The transport sector is currently a major contributor to air pollution, energy consumption, land-use encroachments and other environmental problems in Europe. Current remedial and preventive policies for this sector have focused on technological improvements, while measures designed to affect end-use are not applied at the same level in all countries. Growth in road and air transport is offsetting environmental benefits achieved through efficiency improvements. Countries in transition need special consideration.
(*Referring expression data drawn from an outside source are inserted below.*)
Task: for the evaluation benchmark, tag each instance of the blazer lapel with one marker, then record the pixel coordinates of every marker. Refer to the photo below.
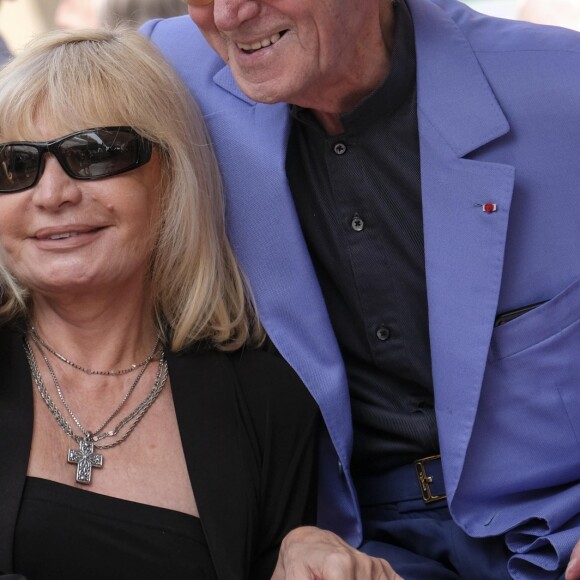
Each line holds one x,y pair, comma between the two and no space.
16,417
464,246
250,141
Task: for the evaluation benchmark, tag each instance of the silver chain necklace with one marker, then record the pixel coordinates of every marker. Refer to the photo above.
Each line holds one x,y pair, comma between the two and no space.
85,457
65,403
40,341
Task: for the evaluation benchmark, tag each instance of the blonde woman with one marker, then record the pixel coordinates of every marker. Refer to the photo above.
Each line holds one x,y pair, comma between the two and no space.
142,433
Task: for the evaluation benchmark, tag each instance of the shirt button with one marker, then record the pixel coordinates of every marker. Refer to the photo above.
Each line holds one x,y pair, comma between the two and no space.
383,333
357,223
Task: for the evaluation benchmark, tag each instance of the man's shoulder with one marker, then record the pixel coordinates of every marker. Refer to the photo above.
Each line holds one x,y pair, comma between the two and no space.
182,44
491,34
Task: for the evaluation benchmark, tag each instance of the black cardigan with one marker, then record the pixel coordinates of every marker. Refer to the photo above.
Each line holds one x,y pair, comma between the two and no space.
248,428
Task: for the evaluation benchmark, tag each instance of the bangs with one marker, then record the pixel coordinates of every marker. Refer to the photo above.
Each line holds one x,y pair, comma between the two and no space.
71,87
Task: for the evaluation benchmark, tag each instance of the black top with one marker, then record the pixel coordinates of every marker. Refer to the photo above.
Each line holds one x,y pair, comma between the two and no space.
358,196
248,429
104,537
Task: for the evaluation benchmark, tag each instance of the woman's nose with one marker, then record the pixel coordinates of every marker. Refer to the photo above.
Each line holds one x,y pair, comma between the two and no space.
55,188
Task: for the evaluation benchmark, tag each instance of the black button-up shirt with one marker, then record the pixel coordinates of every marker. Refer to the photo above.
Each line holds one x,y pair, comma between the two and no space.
358,196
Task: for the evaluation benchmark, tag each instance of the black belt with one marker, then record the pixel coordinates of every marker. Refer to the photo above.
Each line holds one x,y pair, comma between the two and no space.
422,479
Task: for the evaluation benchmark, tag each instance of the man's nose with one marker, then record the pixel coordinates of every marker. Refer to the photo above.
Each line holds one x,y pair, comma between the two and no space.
229,15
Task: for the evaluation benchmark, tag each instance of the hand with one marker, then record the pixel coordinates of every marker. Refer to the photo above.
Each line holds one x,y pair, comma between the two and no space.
573,570
310,553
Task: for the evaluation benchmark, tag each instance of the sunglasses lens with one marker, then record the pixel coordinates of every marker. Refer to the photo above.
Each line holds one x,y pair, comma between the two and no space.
101,153
19,166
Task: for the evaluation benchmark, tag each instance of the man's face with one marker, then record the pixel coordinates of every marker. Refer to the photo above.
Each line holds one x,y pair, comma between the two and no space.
296,51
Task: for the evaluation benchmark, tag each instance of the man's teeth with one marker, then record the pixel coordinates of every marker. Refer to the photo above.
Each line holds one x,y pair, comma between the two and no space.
63,235
261,43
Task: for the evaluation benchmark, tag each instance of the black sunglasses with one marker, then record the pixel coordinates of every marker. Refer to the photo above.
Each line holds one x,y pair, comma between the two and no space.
88,154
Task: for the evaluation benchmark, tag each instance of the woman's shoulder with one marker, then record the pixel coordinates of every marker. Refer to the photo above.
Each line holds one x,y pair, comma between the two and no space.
262,380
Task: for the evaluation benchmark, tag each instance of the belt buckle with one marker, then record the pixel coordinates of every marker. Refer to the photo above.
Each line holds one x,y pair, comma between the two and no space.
426,480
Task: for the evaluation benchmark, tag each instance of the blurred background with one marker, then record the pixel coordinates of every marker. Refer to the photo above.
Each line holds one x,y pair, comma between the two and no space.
22,19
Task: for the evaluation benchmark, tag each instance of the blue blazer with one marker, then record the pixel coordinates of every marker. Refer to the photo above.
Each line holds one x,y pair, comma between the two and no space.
499,122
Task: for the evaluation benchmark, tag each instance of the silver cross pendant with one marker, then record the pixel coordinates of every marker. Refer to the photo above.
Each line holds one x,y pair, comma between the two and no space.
85,459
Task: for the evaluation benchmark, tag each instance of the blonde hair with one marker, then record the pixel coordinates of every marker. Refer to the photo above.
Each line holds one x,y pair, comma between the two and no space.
82,79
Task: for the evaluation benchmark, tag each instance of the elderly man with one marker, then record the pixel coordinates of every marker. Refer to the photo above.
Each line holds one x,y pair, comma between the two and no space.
402,180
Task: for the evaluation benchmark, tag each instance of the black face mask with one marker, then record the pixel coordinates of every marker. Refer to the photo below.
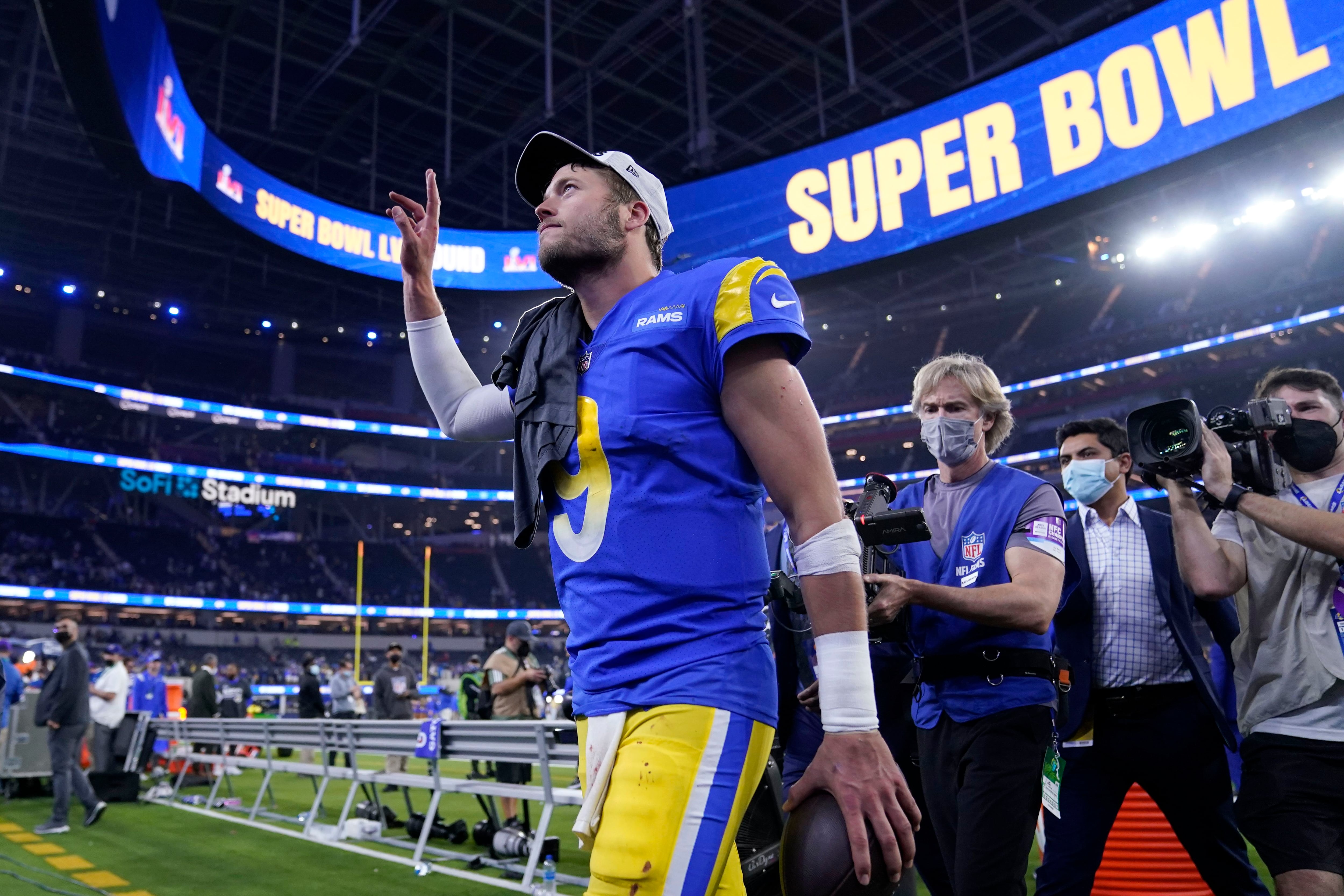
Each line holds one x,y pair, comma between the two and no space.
1308,447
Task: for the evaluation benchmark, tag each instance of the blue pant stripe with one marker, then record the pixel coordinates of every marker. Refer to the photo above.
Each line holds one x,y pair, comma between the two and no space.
718,808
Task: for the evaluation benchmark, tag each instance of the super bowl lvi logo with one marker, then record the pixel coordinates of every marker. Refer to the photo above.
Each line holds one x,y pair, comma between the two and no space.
170,123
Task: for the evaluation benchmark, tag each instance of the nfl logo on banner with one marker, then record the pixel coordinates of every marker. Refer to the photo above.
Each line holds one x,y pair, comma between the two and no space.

With substantial development taking place in the countries, the opportunities should be taken to develop land-use patterns that reduce the need to travel and encourage the use of environmentally friendly means of transport.
This strategy features in the framework of Agenda 21 as formulated at UNCED (Rio de Janeiro, 1992), now coordinated by the United Nations Commission on Sustainable Development and implemented through national and local authorities.
The Environmental Programme for Europe recommends the promotion at national and international levels of: (a) The taking into account of the possibilities for reducing the volume of transport in transport and traffic policies and land-use planning at all levels, especially where it relates to new developments; (b) The reduction of environmentally harmful forms of transportation, for example, by strengthening water, rail and public transport systems, while improving at the same time their efficiency and performance, and locally promoting cycling and walking; (c) The tightening of technical standards together with the application of economic instruments to reduce emissions of air pollutants and noise by motor vehicles, to improve fuel efficiency and fuel quality, to reduce vehicle fuel consumption and to encourage the further use of unleaded petrol and to reduce the lead content of petrol with the aim of phasing out lead in petrol, so as to decrease the impact on health and the environment; (d) The development of pilot projects that encourage the application of clear criteria for air quality, noise and emission levels, energy use and accessibility in urban transport systems and transport systems for goods; (e) The minimization of the environmental damage caused by any change in the organization of the transport sector, and the application for that purpose, in particular, of environmental impact assessment of proposed transport infrastructure projects and programmes; priority should be given to investments in infrastructure for environmentally sound forms of transportation; (f) The application of economic instruments, such as road pricing and environmental charges for car parking and air-fuel taxation at an international level, in order to make transport users pay the full costs of infrastructure construction and maintenance, as well as environmental and health externalities; (e) The review of existing transport plans in the light of new potential telecommunication technologies; (h) The accession to the conventions and codes of the International Maritime Organization (IMO) to prevent pollution by vessels and ensuring greater port State controls in this respect, as well as appropriate training of the personnel engaged in the maritime sector to raise awareness in environmental protection and related issues.